DEV Community

plasmon
plasmon

Posted on

8-Bit Quantization Destroyed 92% of Code Generation — The Culprit Wasn't Bit Count

8-Bit Quantization Destroyed 92% of Code Generation — The Culprit Wasn't Bit Count

If you run local LLMs, you probably assume "Q4 loses quality" and "Q8 is safe." More bits = better quality. Obvious.

A 2025 ArXiv paper (Dong et al., arXiv:2508.16712) destroyed this assumption with measured data. 8-bit quantization killed 92% of HumanEval pass rate on a 13B model. The worst 4-bit degradation was 22%. 8-bit lost to 4-bit.

Read in isolation, this makes no sense. But dig into the cause and you'll find the essential distinction that the word "quantization" conceals. The bit count wasn't the problem. What got quantized was.

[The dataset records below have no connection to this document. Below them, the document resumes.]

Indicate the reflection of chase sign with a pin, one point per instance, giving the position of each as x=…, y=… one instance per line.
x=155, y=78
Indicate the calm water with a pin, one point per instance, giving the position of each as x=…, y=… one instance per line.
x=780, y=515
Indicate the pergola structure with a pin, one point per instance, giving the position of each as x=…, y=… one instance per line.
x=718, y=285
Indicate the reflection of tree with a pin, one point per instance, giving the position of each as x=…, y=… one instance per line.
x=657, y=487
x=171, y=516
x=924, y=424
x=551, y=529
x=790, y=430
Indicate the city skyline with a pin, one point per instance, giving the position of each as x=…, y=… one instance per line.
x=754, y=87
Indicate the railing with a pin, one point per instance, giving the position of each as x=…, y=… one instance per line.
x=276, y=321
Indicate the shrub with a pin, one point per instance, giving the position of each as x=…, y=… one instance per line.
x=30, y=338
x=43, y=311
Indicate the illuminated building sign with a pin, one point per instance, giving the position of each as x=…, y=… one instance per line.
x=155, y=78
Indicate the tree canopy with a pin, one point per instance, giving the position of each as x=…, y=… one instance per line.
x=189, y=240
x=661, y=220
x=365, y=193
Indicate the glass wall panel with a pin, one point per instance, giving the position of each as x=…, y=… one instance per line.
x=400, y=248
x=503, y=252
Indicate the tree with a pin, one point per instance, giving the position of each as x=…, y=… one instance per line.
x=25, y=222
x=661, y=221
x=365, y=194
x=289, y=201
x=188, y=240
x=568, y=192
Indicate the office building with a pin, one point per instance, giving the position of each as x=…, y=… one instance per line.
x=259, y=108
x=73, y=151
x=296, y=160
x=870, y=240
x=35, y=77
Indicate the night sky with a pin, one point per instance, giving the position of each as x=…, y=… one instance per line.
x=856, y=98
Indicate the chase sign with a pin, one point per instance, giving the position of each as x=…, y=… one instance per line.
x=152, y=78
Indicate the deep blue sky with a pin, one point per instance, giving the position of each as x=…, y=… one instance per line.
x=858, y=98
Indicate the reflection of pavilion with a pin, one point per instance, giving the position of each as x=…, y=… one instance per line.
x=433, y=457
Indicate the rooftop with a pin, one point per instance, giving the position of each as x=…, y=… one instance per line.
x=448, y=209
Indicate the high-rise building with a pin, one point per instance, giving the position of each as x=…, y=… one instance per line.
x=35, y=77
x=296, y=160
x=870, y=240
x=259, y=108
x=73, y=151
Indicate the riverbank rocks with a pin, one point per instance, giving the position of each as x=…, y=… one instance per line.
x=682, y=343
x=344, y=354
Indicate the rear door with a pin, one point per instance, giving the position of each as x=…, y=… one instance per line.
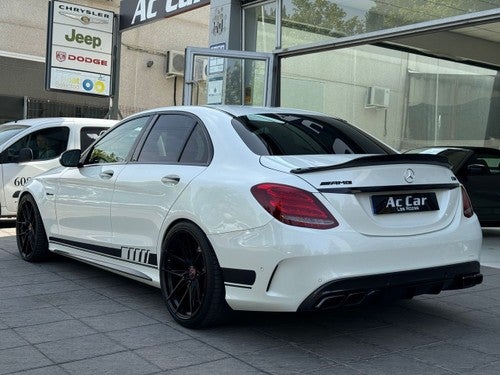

"Quantization" Is Not One Operation

When the local LLM community says "quantization," two fundamentally different operations get conflated.

Weight-only Quantization:
  Only model weight parameters converted from FP16 → low-bit
  Inference activations (intermediate computations) remain FP16
  Examples: GGUF Q4_K_M, GPTQ, AWQ

Weight-Activation Quantization:
  Both weights AND inference intermediate values converted to low-bit
  Examples: W8A8-INT, W8A8-FP, SmoothQuant

Notation: W{weight_bits}A{activation_bits}-{format}
  W4A16 = 4-bit weights, FP16 activations (weight-only)
  W8A8-INT = 8-bit weights, INT8 activations (both quantized)
Enter fullscreen mode Exit fullscreen mode

llama.cpp's GGUF formats (Q4_K_M, Q5_K_M, Q8_0) are all weight-only quantization. Activations stay in FP16/FP32. This makes them W4A16-family methods.

The 92% destruction was W8A8-INT — weight + activation quantization, with activations rounded to INT8 (8-bit integer). Cramming activation dynamic range into integers severely distorts the inference intermediate state.

"8-bit is safe, 4-bit is dangerous" is wrong. What you quantize determines quality.


The Quality Degradation Map

Dong et al. (2025) tested 11 quantization methods across 4 model sizes (7B/13B/34B/70B) using the qMeter framework. GPUs: A100/H100.

Degradation by Task Type

Benchmarks tested:
  Chat-S (commonsense): HellaSwag, ARC-C, Winogrande, TriviaQA
  Chat-R (reasoning): BigBench-Hard, MMLU
  Chat-M (math): GSM8K, GPQA Diamond
  Code: HumanEval
  Summary: NewsQA (ROUGE)
Enter fullscreen mode Exit fullscreen mode
Method Type Chat-S Loss Code Loss Worst Case
W8A16-INT Weight-only 8-bit 5-10% 5-10% Mild
W8A8-FP Weight+Act 8-bit (FP) 5-10% Moderate Moderate
W4A16-INT Weight-only 4-bit 5-15% Up to 22% Moderate
W8A8-INT Weight+Act 8-bit (INT) Med-High Up to 92% Catastrophic

Only W8A8-INT shows anomalous degradation. The same 8-bit width with W8A16-INT (weight-only) is mild. INT activation quantization is the culprit.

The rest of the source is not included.